Spécialiste Expert en Droit Pénal et Sciences Criminelles – Psychosociologue 

E-mail : williamsenow54@gmail.com / info@afrique54.net

 

 

 

 

 


[1] PELLET A., « Le projet de Statut de Cour Criminelle Internationale permanente. Vers la fin de L’impunité ? », in Héctor Gros Espiell Amicorum Liber, Personne Humaine Et Droit International, Bruylant, Bruxelles, 1997, Vol II, p.1058.

[2] La Cour pénale internationale, seule juridiction pénale internationale permanente à vocation universelle, est un pilier du système global de justice pénale internationale. Elle est chargée de juger les auteurs des crimes internationaux les plus graves, elle permet de rendre justice aux victimes et contribue à empêcher qu’ils ne soient à nouveau perpétrés. Elle a été créée et établie par le Statut de Rome le 17 juillet 1998.

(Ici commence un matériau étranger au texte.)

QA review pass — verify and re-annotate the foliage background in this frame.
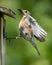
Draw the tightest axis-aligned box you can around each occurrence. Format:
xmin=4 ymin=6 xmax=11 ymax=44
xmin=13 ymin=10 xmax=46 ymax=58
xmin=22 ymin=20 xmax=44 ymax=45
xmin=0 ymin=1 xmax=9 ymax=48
xmin=0 ymin=0 xmax=52 ymax=65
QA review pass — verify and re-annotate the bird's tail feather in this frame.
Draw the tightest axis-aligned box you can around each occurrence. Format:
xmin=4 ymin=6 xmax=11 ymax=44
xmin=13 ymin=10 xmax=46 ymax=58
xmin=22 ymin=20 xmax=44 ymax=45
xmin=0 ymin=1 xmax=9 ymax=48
xmin=31 ymin=38 xmax=40 ymax=55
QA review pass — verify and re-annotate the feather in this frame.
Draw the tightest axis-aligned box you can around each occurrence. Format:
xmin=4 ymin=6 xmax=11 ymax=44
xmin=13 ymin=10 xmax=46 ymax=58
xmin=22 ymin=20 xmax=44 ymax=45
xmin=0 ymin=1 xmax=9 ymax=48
xmin=26 ymin=15 xmax=47 ymax=42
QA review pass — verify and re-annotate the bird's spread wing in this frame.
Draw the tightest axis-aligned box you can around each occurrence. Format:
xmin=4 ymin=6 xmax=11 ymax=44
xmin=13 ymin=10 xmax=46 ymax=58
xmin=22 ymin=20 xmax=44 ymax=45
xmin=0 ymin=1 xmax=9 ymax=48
xmin=27 ymin=16 xmax=47 ymax=42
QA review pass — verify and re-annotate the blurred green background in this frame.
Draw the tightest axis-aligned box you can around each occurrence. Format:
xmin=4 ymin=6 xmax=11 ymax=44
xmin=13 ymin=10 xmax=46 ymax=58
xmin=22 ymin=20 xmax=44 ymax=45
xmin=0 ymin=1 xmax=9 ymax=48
xmin=0 ymin=0 xmax=52 ymax=65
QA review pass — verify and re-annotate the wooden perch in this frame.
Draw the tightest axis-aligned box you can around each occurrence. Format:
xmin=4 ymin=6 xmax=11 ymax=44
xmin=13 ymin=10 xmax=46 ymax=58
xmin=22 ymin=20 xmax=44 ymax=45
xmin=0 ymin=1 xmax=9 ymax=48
xmin=0 ymin=7 xmax=16 ymax=65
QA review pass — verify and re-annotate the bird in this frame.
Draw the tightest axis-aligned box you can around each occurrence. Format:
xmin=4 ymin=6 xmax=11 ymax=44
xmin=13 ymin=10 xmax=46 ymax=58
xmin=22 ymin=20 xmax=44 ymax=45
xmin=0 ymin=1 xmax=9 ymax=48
xmin=18 ymin=9 xmax=47 ymax=55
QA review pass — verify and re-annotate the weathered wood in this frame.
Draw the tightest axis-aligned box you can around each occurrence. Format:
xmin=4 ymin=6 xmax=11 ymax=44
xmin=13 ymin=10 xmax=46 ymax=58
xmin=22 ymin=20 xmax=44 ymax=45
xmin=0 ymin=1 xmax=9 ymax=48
xmin=1 ymin=17 xmax=6 ymax=65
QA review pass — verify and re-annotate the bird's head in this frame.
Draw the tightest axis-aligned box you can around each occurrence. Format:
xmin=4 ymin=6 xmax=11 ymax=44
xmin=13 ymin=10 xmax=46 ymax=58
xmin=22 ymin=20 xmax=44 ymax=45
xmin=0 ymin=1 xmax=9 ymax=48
xmin=18 ymin=9 xmax=30 ymax=15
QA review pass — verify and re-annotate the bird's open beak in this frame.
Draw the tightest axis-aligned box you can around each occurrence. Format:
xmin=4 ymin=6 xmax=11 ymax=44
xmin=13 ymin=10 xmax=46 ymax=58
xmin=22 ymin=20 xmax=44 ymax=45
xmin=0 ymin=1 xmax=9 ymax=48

[3]Les tribunaux spéciaux internationaux sont des juridictions créées par un acte de la communauté internationale pour juger des individus accusés de crimes internationaux graves, notamment des crimes de guerre, des crimes contre l’humanité, et du génocide. Il existe plusieurs exemples à ce propos tels que le Tribunal Militaire International de Nuremberg.

[4] Article 25 du Statut de Rome

« Responsabilité pénale individuelle »

  1. La Cour est compétente à l’égard des personnes physiques en vertu du présent Statut.
  2. Quiconque commet un crime relevant de la compétence de la Cour est individuellement responsable et peut être puni conformément au présent Statut.

[5] Définition tirée du Dictionnaire Français Larousse

[6] Lexique des termes juridiques, Dalloz, 25ème édition, 2017-2018.

[7] La définition proposée dans le Lexique des termes juridiques, Dalloz, 25ème édition, 2017-2018, dans la rubrique droit international défini la ratification comme étant un mode d’engagement d’un État à être lié par un traité.

[8] Le droit de veto est le pouvoir accordé à une personne, une institution ou un État d’empêcher par son opposition qu’une décision, souvent prise à l’unanimité, soit adoptée ou mise en œuvre, agissant comme un blocage ou un refus formel. Le cas le plus célèbre est celui des cinq membres permanents du Conseil de sécurité de l’ONU (Chine, États-Unis, Russie, France, Royaume-Uni) qui peuvent bloquer une résolution de fond par un vote négatif. Ce droit, issu du latin « je m’oppose », existe aussi dans des contextes variés comme le droit des sociétés ou le pouvoir exécutif (chef d’État).